闪电代写 -代写CS作业_CS代写_Finance代写_Economic代写_Statistics代写_代码代做_IT代写_加急帮助

Hello, dear friend, you can consult us at any time if you have any questions, add WeChat: daixieit

Artiﬁcial Intelligence (First Year)

Main Summer Examinations 2019

Question 1 Search and Optimisation

Assume that you are developing an algorithm to ﬁnd the lowest cost path to move an army from a starting to a goal position in a strategy game. The ﬁeld is organised as a grid, where the positions whose coordinates (x , y) are (3,2) and (3,3) have earth terrain; (1,1), (2,1), (3,1) and (2,2) have sand terrain; and (1,2), (1,3) and (2,3) have water terrain:

Each move can take the army one position up, down, left or right on the grid, so long as this does not move the army outside the grid. Independent of the type of terrain of the current position of the army, the cost of moving to an earth, sand and water position is 1, 3 and 10, respectively. For example, the cost of moving left from (3,2) is 3.

(a) Your army is in position (3,1) and you wish to reach the goal position (1,3). Assume

that you have decided to use a breadth-ﬁrst search algorithm to solve this problem, respecting the following rules:

. A state in the state space graph is identiﬁed by the (x , y) coordinates of the

current position of the army, meaning that there are 9 possible states.

. Do not place children in the frontier if their corresponding state is already in

the frontier or list of visited nodes.

. Stop when you place in the frontier a node which contains the goal state.

. When deciding which node to visit, if there is a draw, choose to visit the node

with the smallest x-coordinate ﬁrst. If this still results in a draw, choose to visit the node with the smallest y-coordinate ﬁrst. For example, if there is a draw between nodes whose states are (3,1) and (2,2), visit (2,2) ﬁrst. If there is a draw between (3,1) and (3,2), visit (3,1) ﬁrst.

Write down the following information:

. Search tree produced by breadth-ﬁrst search. Indicate which nodes are visited

nodes and which nodes are in the frontier when the algorithm terminates.

. Sequence of nodes visited by breadth-ﬁrst search. Note: you can identify a

node through its state.

. Sequence of states that compose the path retrieved as a solution by breadth-

ﬁrst search.

[8 marks]

(b) Is breadth-ﬁrst search a good algorithm for this problem? Justify your answer.

[6 marks]

(c) Consider that you wish to use Hill Climbing to solve this problem.

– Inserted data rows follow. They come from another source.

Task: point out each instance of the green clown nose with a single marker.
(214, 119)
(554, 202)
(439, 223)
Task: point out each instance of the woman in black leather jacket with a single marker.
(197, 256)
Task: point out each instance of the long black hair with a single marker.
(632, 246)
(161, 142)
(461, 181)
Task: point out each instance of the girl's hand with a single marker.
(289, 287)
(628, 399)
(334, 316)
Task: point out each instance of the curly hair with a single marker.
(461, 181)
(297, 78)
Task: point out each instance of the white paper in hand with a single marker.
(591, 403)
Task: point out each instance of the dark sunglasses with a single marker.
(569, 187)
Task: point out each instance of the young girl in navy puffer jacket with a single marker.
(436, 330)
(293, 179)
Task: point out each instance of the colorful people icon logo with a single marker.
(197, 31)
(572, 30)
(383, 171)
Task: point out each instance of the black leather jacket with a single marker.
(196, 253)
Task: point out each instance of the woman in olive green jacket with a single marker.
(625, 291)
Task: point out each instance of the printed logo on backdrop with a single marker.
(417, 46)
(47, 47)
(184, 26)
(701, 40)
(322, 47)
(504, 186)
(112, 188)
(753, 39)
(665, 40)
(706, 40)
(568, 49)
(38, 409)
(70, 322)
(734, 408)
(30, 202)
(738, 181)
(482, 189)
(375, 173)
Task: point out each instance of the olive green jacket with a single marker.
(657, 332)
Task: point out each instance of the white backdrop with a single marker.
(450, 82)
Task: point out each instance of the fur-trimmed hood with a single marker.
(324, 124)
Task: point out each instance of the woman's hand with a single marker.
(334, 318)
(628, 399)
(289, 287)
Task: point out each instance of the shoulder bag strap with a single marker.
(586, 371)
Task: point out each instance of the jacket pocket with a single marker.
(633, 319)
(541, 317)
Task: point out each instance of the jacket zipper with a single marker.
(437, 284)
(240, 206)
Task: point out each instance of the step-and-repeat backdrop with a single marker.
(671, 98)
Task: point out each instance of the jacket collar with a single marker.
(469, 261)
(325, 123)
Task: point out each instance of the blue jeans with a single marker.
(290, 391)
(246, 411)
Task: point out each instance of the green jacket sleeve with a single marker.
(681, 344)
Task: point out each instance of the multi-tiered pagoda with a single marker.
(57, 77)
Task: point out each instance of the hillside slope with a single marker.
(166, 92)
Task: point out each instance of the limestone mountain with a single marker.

For that, you need to provide a problem formulation.

. Specify the design variable of your problem formulation.

. Explain your design variable by giving two examples of candidate solutions. If

infeasible solutions are possible, give one example of feasible, and one example of infeasible solution, explaining the reason for them to be feasible / infeasible. If no infeasible solutions exist given your problem formulation, give two examples of feasible solutions, and explain why no infeasible solutions exist.

[6 marks]

Question 2 k-Nearest Neighbours and Na¨ıve Bayes

(a) Consider the problem of predicting the best hashtag to be associated to a tweet. To

solve this problem, you have access to incoming tweets that can be used as training examples. Each hashtagged tweet is a training example. Every second, on average, around 6,000 tweets are tweeted on Twitter, and most of them use hashtags. Each tweet is described by a set of input attributes and one output attribute. There is one categorical input attribute for each possible word that can appear in a tweet. Each input attribute can assume values true or false, representing whether or not the corresponding word appears in the tweet. The output attribute is a categorical value corresponding to the ﬁrst hashtag that appears in the tweet. Other hashtags are ignored.

. List one advantage and one disadvantage of using k-Nearest Neighbours for

this speciﬁc problem and explain your answer.

. List one advantage and one disadvantage of using Na¨ıve Bayes for this speciﬁc

problem and explain your answer.

[6 marks]

(b) Assume a much reduced ﬁctitious version of this problem where you have received

only six training examples so far and you have only two input attributes. The fre- quency tables created for Na¨ıve Bayes without Laplace Smoothing are shown below, where x1 and x2 are the input attributes and y is the output attribute:

Frequency table for x1	y=birthday	y=contest	y=health	total
x1 = true	2	2	0	4
x1 = false	0	0	2	2
total	2	2	2	6

Frequency table for x2	y=birthday	y=contest	y=health	total
x2 = true	2	0	1	3
x2 = false	0	2	1	3
total	2	2	2	6

Recall that Na¨ıve Bayes uses the following equation to make predictions:

P(c>f1 , _ _ _ , fn ) = αP(c) P(fi >c)

i=1

where

. α = 1/β

. β = c│Y ╱ P(c) P(fi >c)、

. c is an output value;

. Y is the set of possible output values;

. fi is the value of input attribute i; and

. n is the number of input attributes.

Show the step-by-step calculations of the probabilities of a new tweet with input attributes (x1 = true, x2 = true) having birthday, contest and health as best hashtags, respectively, using Laplace Smoothing. What hashtag would Na¨ıve Bayes predict and why?

[8 marks]

(c) Consider now that you wish to predict more than one possible hashtags that could be associated with a given tweet. This means that you can have more than one output value associated to each tweet. Discuss how you would use Na¨ıve Bayes to predict more than one possible hashtag. Your discussion should include the following items:

. How would you create frequency tables?

. How would you use the Na¨ıve Bayes equation to give predictions?

[6 marks]

Question 3 Linear Regression and Logistic Regression

(a) The cost of a hypothesis function parametrised by z is given by the following equa-

tion:

z2 _ 12z + 2

What is the value of the parameter z at which the cost is minimum?

[4 marks]

(b) The cost function for Logistic Regression is given by the following equation:

Cost(w) = _ ┌ i 1 y(i)l og(hw (x(i))) + (1 _ y(i))l og(1 _ hw (x(i)))┐

where w represents the weights of the hypothesis function h, and y(i) and x(i) are the input and output values of a given example.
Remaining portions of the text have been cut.